Not correctly redirecting to login page after cookie has been deleted

Hi,

I’m experiencing an issue regarding session timeouts.

Basically what I think happens is that there has been a service restart or something that causes the cookie to no longer be bound to a session.

I can replicate the problem by simply deleting the JSESSION cookie from the browser.

What I see happening is that the /?v-r=uidl&v-uiId=0 call, that happens when I do a user action, returns a 302 redirect to the login page. This is because of a filter we have in the application that checks if there is a session known for the request, and if not it redirects to login page. This is handled through a filter because reasons … :face_with_raised_eyebrow:

Now, what I see happening is that a network call happens to fetch the login page, and then the UI shows a error message saying that what it gets back from the server is invalid JSON.

Basically I’m in a scenario where the front-end can no longer contact the vaadin backend, so I assumed I need to handle this error with a custom-error-handler.js, client-side, so I can redirect without having to call the Vaadin service.

I tried a couple of things, but i think I’m just not listening to the correct event to react upon.

Any ideas I could try?

Thank you!

Kristof.

In your filter, you can add the Vaadin-Refresh token in the response, so that Flow client will perform a redirect to the given URL

For example, <!-- Vaadin-Refresh: /login -->.
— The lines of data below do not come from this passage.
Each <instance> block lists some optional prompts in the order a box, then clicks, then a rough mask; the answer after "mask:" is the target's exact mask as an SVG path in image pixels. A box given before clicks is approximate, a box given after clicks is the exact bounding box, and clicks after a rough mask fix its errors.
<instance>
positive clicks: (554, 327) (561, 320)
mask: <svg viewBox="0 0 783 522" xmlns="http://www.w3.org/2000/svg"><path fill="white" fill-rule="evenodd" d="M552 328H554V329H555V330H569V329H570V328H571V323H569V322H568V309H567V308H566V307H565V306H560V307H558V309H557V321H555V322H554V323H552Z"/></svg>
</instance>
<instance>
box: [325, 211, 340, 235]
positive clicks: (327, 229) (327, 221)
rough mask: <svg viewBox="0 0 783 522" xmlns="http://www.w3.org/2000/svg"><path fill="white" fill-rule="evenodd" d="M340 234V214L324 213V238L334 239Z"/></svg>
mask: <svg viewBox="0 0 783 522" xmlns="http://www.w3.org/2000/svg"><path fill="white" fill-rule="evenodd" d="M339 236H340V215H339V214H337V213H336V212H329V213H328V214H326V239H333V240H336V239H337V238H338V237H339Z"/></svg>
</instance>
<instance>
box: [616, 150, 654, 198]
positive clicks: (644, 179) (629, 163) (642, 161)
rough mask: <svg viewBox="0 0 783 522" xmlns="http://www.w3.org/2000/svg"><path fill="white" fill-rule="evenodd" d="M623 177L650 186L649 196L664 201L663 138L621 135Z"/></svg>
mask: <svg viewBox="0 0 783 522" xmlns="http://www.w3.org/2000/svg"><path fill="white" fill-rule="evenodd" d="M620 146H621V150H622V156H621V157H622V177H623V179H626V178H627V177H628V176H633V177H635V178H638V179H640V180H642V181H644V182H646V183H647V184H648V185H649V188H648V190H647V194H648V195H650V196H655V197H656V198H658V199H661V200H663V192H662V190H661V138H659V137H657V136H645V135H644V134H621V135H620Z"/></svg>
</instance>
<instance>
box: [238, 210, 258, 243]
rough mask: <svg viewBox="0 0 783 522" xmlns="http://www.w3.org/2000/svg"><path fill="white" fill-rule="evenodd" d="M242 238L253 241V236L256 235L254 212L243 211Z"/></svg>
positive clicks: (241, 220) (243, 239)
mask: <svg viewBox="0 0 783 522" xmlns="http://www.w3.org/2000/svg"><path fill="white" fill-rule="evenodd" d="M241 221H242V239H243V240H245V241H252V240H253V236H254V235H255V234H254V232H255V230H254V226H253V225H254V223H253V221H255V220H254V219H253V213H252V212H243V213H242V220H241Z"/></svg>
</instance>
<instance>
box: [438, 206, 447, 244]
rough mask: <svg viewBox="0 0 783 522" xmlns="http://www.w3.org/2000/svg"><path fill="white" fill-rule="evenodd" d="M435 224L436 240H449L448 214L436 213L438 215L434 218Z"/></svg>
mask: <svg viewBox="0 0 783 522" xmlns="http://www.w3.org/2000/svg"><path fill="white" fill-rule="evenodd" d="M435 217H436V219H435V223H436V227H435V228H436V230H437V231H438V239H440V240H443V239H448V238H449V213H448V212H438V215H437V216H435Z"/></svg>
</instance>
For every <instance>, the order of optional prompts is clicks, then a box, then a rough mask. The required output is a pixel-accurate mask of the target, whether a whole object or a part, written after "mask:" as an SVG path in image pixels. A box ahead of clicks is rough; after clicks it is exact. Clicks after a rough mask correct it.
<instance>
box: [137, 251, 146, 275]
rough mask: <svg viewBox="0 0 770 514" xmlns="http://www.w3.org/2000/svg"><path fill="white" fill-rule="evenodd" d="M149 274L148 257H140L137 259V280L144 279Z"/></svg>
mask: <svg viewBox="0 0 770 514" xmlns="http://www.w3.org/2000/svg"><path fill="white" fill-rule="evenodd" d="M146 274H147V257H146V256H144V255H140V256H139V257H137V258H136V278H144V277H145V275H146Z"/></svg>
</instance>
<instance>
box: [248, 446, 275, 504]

Another option is to make the filter set a 401 status code. This way Flow client will handle the response as a session expiration and behave according the System Messages configuration

Hi,

Thank you Marco for your advice.

I configured the filter as follows:

 @Override
    public void doFilter(ServletRequest servletRequest, ServletResponse servletResponse, FilterChain filterChain)
            throws IOException, ServletException {
        // Get the session from the backend based on the servletRequest
        final SessionState sessionState = SessionStateManager.getSessionState(servletRequest);
        if (sessionState == null || sessionState.getUserId() == null) {
            HttpServletResponse httpResponse = (HttpServletResponse) servletResponse;
            httpResponse.setStatus(HttpServletResponse.SC_UNAUTHORIZED);
            httpResponse.getWriter().flush();
		} else {
            filterChain.doFilter(servletRequest, servletResponse);
        }
    }

and then added a SystemMessagesProvider to configure the login page:

event.getSource().setSystemMessagesProvider((SystemMessagesProvider) systemMessagesInfo -> {
			CustomizedSystemMessages customizedSystemMessages = new CustomizedSystemMessages();
			customizedSystemMessages.setSessionExpiredURL("/home/logon.html");
			customizedSystemMessages.setSessionExpiredCaption("Session expired");
			customizedSystemMessages.setSessionExpiredNotificationEnabled(true);
			customizedSystemMessages.setSessionExpiredMessage("Click here to return to the login page");
			return customizedSystemMessages;
		});

This results in the following message to be shown
image

When the user clicks the message, he navigates to the login page.

For now, this is OK, I think … ideally I wanted to go for an automated redirect to be sure no sensitive data remains visible on screen.